Review: The Goddess and the Thief, by Essie Fox

 

The Goddess and the Thief

The Goddess and the Thief  by Essie Fox (Orion)

When I put a little reviewette of this book on Instagram I really didn’t expect to hear back from the author, but I did. A thank you and “you made my day” for my photo and a very few words. Really, it was the least I could do for a book I enjoyed so much it could almost have been written for me. So many boxes ticked…but we’ll come to that.

I borrowed this from the library, yes I AM making an effort to not be walled in by my own books/bankrupted by bibliophily, and initially it was the startling lime green and pink cover that caught my eye (well done boldandnoble.com). The words “A dark Victorian novel, a diamond, a curse, an obsession” lured me further in. How could it not! within you find reference to and influcence from; The Moonstone (Wilkie Collins does seem to haunt this book), The Secret Garden, Indian myth, the history of the East India Company, a seriously complicated and dangerous theft, a little celtic myth, dodgy Victorian seances, actual spirits of the dead, opium addiction, obsession (of all kinds), class, Victorian social morality, and the end seeming not to really be The End at all. In all, it’s like I’d given Essie Fox a list of “all my favourite things in books” and she’d written the book.

Alice Willoughby is sent from India to live with her Aunt Mercy in Windsor, leaving her beloved ayah behind. Her ayah had been, in the eyes of Alice’s father, almost been turning the child native. Alice’s father, Charles Willoughby, goes back to India where he meets his end – and so Alice is at the mercy of Mercy – a Victorian spiritualist of the charlatan kind. Many strange things ensue – not least the appearance of mysterious Mr Tilsbury – and Alice is drawn into a plot to steal the Koh-i-Noor diamond.

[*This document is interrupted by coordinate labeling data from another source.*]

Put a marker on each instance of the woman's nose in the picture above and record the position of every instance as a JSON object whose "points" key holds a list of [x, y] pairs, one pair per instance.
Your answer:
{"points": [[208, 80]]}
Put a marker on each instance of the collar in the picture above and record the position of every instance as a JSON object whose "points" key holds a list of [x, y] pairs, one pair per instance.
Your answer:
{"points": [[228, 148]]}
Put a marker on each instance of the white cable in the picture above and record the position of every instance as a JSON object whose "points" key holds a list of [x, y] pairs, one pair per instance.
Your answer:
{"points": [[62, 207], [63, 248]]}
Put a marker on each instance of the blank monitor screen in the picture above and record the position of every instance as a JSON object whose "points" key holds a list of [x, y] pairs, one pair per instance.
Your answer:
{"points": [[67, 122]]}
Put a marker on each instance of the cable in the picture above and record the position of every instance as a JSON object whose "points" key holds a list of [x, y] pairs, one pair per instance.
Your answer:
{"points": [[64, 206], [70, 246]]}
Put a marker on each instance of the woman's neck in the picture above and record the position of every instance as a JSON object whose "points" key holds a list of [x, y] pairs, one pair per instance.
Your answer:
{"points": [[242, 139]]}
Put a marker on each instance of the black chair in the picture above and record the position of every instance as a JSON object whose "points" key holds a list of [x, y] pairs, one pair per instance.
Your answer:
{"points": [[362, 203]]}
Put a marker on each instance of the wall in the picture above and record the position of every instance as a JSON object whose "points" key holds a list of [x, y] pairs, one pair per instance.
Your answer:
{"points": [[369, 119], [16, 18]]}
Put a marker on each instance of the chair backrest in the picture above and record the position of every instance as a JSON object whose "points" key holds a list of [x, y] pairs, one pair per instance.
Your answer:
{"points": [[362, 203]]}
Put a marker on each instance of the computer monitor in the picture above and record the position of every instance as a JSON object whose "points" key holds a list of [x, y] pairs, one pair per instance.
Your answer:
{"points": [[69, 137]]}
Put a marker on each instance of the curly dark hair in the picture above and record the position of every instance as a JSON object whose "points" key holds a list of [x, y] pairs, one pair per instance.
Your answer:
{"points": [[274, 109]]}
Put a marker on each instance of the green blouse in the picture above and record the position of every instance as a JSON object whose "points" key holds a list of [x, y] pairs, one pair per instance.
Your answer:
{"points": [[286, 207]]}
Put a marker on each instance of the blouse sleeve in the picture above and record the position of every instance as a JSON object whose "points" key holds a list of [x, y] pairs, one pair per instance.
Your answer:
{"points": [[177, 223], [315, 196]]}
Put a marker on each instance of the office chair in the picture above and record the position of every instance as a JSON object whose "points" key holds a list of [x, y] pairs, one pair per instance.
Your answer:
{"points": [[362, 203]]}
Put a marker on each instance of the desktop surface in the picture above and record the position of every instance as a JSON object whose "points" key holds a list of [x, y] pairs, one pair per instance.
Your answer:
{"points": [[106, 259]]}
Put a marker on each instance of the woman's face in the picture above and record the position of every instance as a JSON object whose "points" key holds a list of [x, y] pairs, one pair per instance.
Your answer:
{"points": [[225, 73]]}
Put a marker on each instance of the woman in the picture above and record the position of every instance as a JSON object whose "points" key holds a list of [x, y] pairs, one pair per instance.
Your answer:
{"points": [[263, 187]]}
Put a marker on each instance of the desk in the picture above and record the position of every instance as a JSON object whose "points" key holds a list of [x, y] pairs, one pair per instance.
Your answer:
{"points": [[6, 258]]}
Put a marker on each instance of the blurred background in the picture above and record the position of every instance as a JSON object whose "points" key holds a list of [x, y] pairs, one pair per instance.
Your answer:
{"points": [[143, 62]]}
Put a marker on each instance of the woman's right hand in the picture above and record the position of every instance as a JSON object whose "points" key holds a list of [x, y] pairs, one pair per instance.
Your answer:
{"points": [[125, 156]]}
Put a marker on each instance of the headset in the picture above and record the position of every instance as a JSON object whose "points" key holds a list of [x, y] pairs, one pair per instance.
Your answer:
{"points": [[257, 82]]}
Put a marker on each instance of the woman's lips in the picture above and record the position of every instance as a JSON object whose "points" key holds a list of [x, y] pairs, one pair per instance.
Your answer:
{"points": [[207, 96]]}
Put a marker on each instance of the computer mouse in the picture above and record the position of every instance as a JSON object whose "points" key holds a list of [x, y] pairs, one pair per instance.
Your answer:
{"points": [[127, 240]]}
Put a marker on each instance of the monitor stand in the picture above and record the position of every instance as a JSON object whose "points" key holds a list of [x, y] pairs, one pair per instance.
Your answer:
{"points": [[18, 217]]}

Even though the planned theft is particularly audacious, it’s not truly the heart of the story. The heart is, I think, the question of belief, desire and trust. There’s a druggy wooziness pervading  the whole tale, which we hear unfold mainly via our narrator Alice (is she reliable or not?) and the internal dialogue, or “thoughts – never heard” of other characters. Essie Fox takes us  from India; its gods and godesses and it’s percieved (from a Victorian English person’s point of view) sensuality, to cold, uptight on the surface 19th century Windsor. It is told in vivid language, which had this reader enthralled to the point of not being able to put the book down.